(CNN) Investigators are “eagerly awaiting” autopsy results, including the toxicology report from former US swimmer Jamie Cail, according to a public information officer with the US Virgin Islands Police Department.
It’s “crucial” to be absolutely accurate, Glen Dratte, the agency’s communications director, told CNN.
Dratte said all deaths are being investigated by the Bureau of Criminal Investigations and the investigation into the death of Cail, who swam for Team USA as a teenager, is a very smooth one.
There are “a lot of moving parts” right now, he said.
Cail died about seven days ago on Île Saint-Jean. According to a police press release, her unidentified boyfriend left a bar just after midnight to check on her last Tuesday when he found her on the floor at their home.
The boyfriend and a friend got her into a vehicle and transported her to the Myrah Keating-Smith Community Health Center where CPR was performed, authorities said.
Cail, 42, eventually “succumbed to her illness”, officials added, saying she was dead on arrival. A cause of death has not been released.
Cail won gold at the 1997 Pan Pacific Championships as a member of the United States women’s 4×200-meter freestyle relay, according to FINA. She also won a silver medal in November 1998 at the FINA Swimming World Cup in Brazil. in the women’s 800 meter freestyle.
“USA Swimming is saddened to learn of the passing of Jamie Cail,” said Lindsay Mintenko, general manager of the USA National Swim Team. “Jamie was a proud member of our national teams in the late 1990s and was a cherished teammate. We send our condolences to Jamie’s friends and family.”

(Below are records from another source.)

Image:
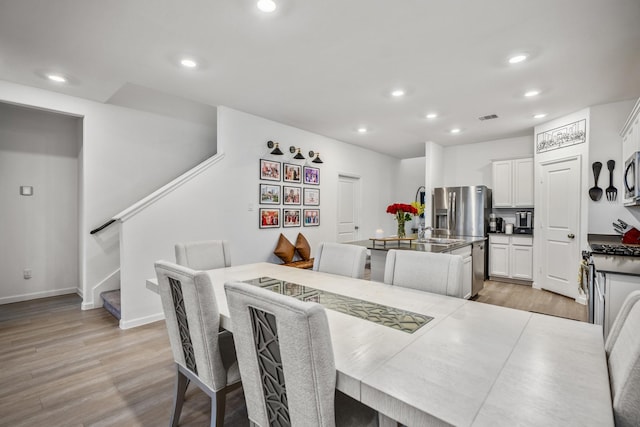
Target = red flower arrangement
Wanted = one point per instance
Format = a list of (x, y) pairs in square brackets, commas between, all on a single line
[(402, 212)]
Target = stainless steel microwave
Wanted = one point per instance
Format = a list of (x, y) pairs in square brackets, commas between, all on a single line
[(632, 180)]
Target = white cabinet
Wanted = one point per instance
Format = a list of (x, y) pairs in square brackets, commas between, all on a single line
[(512, 183), (467, 270), (511, 256), (630, 139), (616, 289)]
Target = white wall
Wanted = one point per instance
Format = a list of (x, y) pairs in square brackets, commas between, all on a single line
[(222, 203), (606, 144), (39, 232), (470, 164), (126, 155)]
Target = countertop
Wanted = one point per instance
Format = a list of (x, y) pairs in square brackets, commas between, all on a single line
[(419, 246), (614, 264)]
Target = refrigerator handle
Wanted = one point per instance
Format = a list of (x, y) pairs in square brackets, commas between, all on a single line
[(454, 213)]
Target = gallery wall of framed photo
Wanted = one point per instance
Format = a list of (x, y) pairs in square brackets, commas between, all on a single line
[(288, 195)]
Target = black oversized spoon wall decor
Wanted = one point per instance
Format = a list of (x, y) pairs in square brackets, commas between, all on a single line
[(595, 192)]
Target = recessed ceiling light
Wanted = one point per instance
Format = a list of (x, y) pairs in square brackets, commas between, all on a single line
[(188, 63), (517, 58), (267, 6), (57, 78)]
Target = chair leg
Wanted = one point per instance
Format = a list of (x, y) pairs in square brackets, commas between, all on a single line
[(217, 408), (178, 399)]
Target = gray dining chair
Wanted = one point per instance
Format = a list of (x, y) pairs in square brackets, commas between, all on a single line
[(425, 271), (286, 361), (341, 259), (623, 359), (204, 255), (202, 355)]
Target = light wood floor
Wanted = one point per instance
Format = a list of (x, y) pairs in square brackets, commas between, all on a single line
[(61, 366), (526, 298)]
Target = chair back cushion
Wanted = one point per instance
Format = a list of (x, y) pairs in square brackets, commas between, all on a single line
[(192, 318), (204, 255), (285, 356), (343, 259), (425, 271), (624, 365)]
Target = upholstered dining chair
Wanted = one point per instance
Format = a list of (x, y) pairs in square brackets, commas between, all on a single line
[(286, 361), (623, 359), (342, 259), (204, 255), (202, 355), (425, 271)]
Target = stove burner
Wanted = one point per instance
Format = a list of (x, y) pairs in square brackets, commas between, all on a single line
[(615, 250)]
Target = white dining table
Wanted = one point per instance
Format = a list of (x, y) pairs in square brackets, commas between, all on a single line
[(473, 364)]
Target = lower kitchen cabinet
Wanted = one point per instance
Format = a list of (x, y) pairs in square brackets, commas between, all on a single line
[(511, 257)]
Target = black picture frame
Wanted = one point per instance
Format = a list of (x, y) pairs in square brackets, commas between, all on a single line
[(269, 194), (311, 217), (267, 216), (311, 196), (311, 175), (291, 218), (270, 170), (291, 195), (292, 173)]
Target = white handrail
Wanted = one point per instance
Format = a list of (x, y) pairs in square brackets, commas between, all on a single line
[(166, 189)]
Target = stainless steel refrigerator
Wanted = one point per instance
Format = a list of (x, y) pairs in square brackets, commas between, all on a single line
[(464, 211)]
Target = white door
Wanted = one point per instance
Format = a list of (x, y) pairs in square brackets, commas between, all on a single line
[(559, 215), (348, 203)]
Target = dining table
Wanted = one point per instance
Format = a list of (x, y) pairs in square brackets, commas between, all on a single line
[(421, 359)]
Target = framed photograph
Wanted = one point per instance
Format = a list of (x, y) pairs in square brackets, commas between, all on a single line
[(269, 218), (269, 170), (311, 217), (291, 195), (311, 175), (291, 217), (292, 173), (311, 196), (269, 194)]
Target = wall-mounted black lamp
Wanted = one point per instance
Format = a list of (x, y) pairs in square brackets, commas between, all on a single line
[(298, 155), (317, 157), (276, 151)]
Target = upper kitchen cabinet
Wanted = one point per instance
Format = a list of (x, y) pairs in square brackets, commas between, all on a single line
[(631, 134), (513, 183)]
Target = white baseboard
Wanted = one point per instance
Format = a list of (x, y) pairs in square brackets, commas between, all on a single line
[(128, 324), (38, 295)]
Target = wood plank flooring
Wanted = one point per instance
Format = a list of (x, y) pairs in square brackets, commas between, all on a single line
[(61, 366), (526, 298)]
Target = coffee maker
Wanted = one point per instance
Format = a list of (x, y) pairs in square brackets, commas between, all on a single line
[(524, 222)]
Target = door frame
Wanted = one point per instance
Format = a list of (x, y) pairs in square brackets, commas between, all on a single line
[(358, 201), (582, 215)]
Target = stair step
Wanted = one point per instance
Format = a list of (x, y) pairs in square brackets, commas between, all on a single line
[(111, 302)]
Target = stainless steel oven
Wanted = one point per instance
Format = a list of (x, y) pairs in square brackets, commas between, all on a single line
[(632, 180)]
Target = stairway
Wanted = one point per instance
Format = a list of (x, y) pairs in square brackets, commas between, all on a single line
[(111, 302)]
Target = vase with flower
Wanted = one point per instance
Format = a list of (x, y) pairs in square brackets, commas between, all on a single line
[(402, 213)]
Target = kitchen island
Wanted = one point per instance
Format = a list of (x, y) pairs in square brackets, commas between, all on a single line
[(470, 248)]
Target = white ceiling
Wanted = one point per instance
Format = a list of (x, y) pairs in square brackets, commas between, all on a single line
[(328, 66)]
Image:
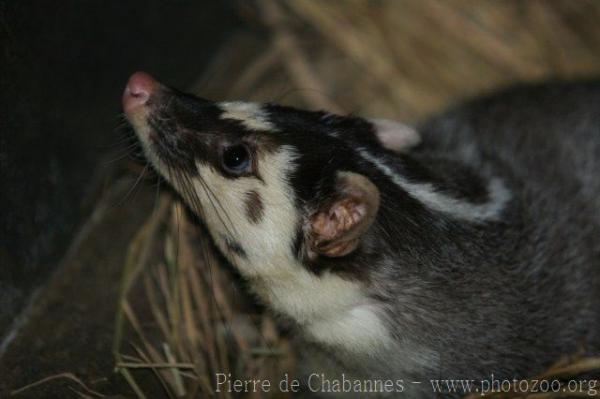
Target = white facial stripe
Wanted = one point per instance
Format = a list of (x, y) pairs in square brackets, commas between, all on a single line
[(433, 199), (330, 307), (252, 115)]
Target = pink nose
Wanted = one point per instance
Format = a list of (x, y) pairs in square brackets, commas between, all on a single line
[(138, 90)]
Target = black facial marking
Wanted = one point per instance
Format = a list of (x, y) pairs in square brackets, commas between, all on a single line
[(254, 206)]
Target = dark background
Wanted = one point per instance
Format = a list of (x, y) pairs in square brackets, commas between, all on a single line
[(63, 67)]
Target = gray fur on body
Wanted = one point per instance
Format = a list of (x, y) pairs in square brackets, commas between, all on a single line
[(511, 297)]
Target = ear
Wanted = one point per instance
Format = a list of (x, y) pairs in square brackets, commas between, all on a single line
[(337, 228), (394, 135)]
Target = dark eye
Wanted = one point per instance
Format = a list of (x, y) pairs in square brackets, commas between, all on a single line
[(236, 159)]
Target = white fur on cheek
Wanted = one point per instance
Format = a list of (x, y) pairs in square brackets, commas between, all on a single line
[(331, 309)]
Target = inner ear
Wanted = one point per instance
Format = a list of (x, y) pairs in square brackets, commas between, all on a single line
[(394, 135), (337, 227)]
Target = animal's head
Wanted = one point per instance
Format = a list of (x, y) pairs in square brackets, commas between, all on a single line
[(272, 183)]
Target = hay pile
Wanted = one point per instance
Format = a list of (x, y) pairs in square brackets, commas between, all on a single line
[(397, 59)]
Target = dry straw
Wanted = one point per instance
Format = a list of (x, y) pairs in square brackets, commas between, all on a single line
[(401, 59)]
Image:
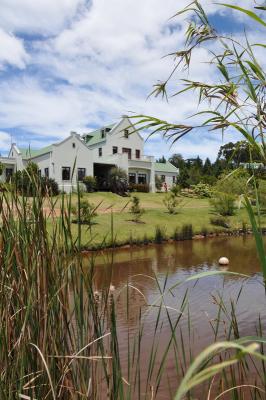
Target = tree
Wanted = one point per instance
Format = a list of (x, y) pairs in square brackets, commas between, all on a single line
[(177, 160), (135, 209), (236, 101), (207, 167), (239, 152), (158, 182)]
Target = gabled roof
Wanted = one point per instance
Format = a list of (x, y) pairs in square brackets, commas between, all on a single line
[(95, 137), (28, 153), (165, 167)]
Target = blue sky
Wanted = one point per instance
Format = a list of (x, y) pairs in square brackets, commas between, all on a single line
[(77, 64)]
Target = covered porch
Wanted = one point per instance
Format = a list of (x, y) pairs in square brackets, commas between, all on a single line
[(102, 172), (7, 168)]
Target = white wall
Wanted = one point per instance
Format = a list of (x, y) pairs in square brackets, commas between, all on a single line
[(116, 138), (14, 153), (65, 155)]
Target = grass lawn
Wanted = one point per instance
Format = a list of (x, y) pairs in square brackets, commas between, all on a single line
[(196, 212)]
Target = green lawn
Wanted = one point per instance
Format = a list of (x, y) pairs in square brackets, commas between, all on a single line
[(196, 212)]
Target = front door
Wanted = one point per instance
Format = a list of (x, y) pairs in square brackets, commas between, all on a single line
[(128, 151)]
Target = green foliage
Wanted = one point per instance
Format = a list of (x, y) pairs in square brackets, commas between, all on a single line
[(223, 203), (160, 234), (118, 181), (158, 182), (85, 212), (139, 187), (29, 183), (91, 183), (173, 203), (220, 221), (238, 152), (262, 194), (202, 190), (186, 232), (236, 182), (176, 190), (135, 209)]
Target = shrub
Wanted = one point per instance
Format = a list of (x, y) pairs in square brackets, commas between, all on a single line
[(160, 234), (220, 221), (176, 190), (176, 234), (29, 183), (235, 183), (85, 213), (173, 203), (262, 194), (223, 204), (202, 190), (49, 186), (186, 232), (158, 183), (91, 183), (118, 181), (135, 209), (139, 187)]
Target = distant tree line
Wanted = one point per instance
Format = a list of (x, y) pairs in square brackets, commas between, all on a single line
[(195, 170)]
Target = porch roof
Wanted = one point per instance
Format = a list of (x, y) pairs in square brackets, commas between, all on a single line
[(165, 167)]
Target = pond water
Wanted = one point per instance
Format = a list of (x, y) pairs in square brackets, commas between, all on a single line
[(140, 275)]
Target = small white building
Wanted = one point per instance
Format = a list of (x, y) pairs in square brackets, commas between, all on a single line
[(95, 153)]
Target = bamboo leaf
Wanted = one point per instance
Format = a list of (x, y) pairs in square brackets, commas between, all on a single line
[(251, 14)]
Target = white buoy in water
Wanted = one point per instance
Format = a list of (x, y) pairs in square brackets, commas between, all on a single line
[(223, 261)]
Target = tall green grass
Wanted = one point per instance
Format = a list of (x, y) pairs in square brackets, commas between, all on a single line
[(60, 337)]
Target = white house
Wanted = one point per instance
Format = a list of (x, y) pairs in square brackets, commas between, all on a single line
[(94, 153)]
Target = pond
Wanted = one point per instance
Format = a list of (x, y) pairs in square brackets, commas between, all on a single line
[(221, 306)]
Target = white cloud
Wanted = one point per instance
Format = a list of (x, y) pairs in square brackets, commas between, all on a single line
[(12, 51), (37, 16), (98, 61), (5, 141)]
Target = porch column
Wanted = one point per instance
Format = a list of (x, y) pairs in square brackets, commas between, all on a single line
[(152, 177)]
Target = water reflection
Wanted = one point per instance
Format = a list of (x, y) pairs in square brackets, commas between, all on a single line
[(132, 271)]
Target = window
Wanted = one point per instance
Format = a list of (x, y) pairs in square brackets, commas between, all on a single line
[(9, 173), (132, 177), (128, 151), (66, 173), (81, 174), (142, 178)]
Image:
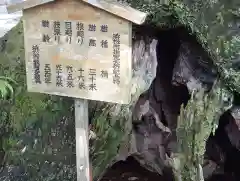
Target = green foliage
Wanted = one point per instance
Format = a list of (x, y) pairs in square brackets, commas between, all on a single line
[(6, 88), (29, 121)]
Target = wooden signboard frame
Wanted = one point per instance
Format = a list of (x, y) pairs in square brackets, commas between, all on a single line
[(93, 12)]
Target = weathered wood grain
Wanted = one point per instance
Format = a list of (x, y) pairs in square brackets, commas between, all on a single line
[(76, 55)]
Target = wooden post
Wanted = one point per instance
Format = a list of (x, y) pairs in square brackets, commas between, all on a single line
[(82, 142)]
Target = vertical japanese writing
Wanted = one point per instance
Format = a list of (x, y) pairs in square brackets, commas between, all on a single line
[(91, 27), (47, 74), (92, 42), (104, 44), (116, 58), (59, 78), (57, 30), (70, 83), (36, 64), (80, 32), (104, 28), (45, 23), (92, 78), (45, 37), (104, 74), (68, 31), (81, 79)]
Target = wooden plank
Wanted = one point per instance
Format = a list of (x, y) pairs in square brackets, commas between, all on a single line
[(82, 142), (78, 56), (120, 10), (110, 6), (25, 4)]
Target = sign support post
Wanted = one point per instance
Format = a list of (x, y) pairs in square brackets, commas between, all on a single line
[(82, 142)]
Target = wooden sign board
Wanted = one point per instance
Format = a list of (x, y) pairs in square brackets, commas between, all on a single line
[(77, 50)]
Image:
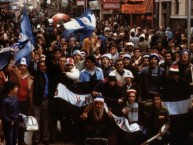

As a teenager, Cail spent time at the Bolles School in Jacksonville, Florida, a private college-preparatory school known as a swimming and diving powerhouse.
Former Bolles swimmer Jooyoung Lee said he “never met anyone who had a work ethic like Jamie”.
He said she would push herself to total exhaustion during practice.
“She was so tough…a serious competitor,” he said. “But outside the pool, he was a very sweet and sensitive person.”
Cail was among the nation’s top 16 athletes in his age group in at least 10 US Swimming ranking events for the 1996-97 season.
She swam briefly at the University of Southern California before transferring to the University of Maine where she earned a letter in her only season. She graduated in 2003.
“The University of Maine Athletics is saddened to learn of the passing of former Black Bear swimmer Jamie Cail,” officials said in an emailed statement. “The University of Maine community asks everyone to keep Jamie’s family and friends in their thoughts.”
CNN has reached out to Cail’s family for comment, as well as authorities for further details.
CNN’s Jean Casarez, Wayne Sterling and Jill Martin contributed to this report.